Engineers and physicians at Ohio State University have teamed up to give doctors the ability to see how a patient’s heart is likely to react to surgery, before the surgery even begins.

Experts at Ohio State’s Wexner Medical Center use CT scans to map out a patient’s heart for the model. Using 3-D printing, the team creates a model of a patient’s heart. This allows doctors to study a model that exactly matches the patient’s heart, including any defects.

These models are then placed in machines that can simulate the effects of the stress of an actual working heart. Doctors can use this model to figure out which treatment or surgery could be most effective, and what potential problems are likely to arise.

After analyzing the printed model heart and testing different scenarios, doctors and engineers work together to check the results of the tests and decide what the best plan of action would be. This method can help to minimize a patient’s risk and recovery time.

“For most patients, available valves work comparably, said Dr. Scott Lilly, the co-director of the structural heart program at Ohio State Ross Heart Hospital. “However, in some cases the anatomy of the patient may create additional considerations. … The ability to reconstruct the areas where the valve is going to rest is important.”
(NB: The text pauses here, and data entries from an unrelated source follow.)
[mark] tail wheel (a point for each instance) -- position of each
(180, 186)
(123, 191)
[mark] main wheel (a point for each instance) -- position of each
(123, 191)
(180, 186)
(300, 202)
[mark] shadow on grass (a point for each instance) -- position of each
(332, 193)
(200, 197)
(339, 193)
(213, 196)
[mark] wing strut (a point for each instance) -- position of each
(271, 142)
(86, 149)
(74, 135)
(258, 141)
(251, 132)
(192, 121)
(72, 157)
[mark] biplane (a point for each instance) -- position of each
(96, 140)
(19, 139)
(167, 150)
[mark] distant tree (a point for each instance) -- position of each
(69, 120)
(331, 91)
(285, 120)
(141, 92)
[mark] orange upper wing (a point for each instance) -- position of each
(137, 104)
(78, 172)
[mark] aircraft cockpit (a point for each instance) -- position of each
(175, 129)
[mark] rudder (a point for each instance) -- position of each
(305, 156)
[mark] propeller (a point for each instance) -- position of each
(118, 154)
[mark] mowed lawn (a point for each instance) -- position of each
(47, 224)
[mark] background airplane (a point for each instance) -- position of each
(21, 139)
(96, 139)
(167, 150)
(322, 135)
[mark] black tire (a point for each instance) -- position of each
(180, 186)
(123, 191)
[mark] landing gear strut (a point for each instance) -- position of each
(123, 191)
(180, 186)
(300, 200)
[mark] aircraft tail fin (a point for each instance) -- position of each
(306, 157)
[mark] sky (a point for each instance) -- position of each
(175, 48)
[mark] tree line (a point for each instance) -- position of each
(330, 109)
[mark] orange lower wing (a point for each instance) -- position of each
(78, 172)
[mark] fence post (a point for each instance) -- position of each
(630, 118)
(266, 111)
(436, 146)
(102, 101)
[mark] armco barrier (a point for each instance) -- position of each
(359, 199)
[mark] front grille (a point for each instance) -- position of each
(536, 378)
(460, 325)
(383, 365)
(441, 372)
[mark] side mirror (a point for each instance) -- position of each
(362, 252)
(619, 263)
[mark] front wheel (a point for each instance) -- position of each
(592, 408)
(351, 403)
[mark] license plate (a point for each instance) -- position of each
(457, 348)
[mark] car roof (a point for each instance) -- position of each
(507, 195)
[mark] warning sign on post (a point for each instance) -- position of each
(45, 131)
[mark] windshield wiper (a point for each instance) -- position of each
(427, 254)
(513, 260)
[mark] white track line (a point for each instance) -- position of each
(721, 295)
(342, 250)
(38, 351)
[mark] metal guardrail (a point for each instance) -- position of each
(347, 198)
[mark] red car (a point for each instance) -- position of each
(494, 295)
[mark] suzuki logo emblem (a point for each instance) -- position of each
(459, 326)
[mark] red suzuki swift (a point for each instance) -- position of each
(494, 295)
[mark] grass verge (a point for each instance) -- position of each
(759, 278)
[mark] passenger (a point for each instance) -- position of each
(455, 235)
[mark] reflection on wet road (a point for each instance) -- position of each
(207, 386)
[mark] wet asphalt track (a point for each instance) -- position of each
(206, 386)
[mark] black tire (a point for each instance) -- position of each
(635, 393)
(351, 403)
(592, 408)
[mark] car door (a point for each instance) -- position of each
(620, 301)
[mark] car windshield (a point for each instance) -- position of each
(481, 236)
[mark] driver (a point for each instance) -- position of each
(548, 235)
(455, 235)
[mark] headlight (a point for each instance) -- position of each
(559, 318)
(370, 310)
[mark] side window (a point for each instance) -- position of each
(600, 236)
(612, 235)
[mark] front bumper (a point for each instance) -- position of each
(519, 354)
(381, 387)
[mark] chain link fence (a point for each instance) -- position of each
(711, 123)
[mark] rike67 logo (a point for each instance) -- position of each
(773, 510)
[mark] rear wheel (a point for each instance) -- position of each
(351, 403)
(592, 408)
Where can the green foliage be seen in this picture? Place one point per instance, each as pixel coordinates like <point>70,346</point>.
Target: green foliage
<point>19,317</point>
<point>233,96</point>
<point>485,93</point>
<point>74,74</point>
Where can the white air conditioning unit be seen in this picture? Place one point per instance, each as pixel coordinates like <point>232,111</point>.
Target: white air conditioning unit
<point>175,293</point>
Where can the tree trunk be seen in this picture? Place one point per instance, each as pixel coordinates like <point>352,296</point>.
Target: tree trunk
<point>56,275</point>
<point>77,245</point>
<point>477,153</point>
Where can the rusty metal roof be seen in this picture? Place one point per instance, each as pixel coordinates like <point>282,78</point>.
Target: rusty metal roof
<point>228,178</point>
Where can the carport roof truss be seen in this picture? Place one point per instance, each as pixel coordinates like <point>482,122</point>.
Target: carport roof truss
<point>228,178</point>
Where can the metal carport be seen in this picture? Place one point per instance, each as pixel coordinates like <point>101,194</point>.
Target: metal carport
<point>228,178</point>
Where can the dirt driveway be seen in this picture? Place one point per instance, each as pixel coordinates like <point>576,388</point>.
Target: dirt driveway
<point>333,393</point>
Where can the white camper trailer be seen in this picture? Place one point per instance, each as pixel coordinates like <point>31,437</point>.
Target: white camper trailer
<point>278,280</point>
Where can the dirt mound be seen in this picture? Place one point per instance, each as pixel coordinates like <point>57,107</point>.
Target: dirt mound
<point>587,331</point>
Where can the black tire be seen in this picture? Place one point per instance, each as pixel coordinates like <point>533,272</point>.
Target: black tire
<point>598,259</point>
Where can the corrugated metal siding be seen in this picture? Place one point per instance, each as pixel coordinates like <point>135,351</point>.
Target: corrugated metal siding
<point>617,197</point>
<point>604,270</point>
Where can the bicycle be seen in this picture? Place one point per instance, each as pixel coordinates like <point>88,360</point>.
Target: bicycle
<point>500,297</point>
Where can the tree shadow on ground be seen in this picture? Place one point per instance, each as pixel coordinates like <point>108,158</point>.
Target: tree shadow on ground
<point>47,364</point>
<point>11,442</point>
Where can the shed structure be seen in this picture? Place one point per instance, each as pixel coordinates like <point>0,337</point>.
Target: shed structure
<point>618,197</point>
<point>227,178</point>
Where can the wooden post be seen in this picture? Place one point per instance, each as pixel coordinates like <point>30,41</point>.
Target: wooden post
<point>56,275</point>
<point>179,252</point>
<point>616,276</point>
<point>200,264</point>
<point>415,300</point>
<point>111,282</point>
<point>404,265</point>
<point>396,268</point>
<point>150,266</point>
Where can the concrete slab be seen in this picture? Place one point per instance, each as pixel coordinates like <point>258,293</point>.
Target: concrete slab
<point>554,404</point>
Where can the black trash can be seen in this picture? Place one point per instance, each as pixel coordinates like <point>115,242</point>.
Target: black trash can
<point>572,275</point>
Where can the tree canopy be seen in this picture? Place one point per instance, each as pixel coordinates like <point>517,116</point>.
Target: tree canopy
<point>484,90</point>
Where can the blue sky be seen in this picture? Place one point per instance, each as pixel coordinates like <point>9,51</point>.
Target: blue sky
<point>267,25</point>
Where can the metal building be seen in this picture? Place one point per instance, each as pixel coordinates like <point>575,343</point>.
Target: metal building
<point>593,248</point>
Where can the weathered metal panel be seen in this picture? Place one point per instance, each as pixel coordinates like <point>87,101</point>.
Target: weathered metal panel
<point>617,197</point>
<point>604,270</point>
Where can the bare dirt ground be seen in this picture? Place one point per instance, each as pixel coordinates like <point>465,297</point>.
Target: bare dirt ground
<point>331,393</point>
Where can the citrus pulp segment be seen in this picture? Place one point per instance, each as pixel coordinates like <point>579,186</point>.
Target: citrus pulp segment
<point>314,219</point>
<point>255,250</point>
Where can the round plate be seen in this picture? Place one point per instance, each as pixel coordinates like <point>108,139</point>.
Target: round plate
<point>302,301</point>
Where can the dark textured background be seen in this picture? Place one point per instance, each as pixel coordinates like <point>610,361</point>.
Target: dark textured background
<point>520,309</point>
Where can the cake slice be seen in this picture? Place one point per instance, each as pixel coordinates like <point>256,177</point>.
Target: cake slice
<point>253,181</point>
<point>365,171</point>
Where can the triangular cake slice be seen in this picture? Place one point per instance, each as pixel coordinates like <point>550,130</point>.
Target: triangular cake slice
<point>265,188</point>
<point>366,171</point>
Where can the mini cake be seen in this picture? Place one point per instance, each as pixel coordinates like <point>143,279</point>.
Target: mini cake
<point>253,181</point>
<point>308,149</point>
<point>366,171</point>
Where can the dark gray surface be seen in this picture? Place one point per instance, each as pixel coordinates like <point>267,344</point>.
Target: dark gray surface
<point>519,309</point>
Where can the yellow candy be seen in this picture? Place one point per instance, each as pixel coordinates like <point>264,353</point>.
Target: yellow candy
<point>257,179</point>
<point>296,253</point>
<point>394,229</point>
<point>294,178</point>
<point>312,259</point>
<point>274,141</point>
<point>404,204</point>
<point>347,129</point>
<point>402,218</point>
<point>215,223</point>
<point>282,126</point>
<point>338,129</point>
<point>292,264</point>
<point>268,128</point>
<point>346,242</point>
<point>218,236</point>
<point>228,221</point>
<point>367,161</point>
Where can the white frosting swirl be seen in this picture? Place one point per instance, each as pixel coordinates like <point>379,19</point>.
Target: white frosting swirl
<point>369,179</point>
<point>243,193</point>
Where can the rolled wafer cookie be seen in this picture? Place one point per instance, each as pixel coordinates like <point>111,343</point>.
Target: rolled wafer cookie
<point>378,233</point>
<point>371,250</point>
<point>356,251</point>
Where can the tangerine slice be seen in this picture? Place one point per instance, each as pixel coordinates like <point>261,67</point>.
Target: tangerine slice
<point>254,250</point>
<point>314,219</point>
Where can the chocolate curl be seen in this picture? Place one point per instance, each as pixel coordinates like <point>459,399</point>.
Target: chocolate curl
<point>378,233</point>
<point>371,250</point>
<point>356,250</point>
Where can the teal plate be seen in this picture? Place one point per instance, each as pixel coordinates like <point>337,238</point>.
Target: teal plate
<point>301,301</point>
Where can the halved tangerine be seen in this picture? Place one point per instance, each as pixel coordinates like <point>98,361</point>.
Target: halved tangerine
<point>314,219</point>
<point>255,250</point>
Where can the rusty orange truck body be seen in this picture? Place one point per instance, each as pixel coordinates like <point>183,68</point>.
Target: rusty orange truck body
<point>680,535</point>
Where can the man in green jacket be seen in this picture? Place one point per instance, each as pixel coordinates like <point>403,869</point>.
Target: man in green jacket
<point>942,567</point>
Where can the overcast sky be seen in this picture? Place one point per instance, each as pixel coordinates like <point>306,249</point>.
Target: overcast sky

The team from Ohio State has even tested the method to assist in the placement of an artificial heart valve in a patient named Bernice Belcher. Belcher is reportedly recovering well from the surgery. Since all experiments are performed on a 3-D model, this method is risk free for the patient.

Lilly expressed his enthusiasm about the work.

“Each valve is a little different, and the anatomy of every patient is unique,” he said. “The ability to predict the function of the valve after placement, and which valve may work best with the least amount of leak and without impinging on adjacent structures, is critical. We are making progress.”

“By doing these experiments, we are able to come up with the best possible scenario for that patient,” Dr. Prasad Dasi, another researcher on the project, told WLNY-TV. Dasi is an associate professor in the Department of Biomedical Engineering at Ohio State University.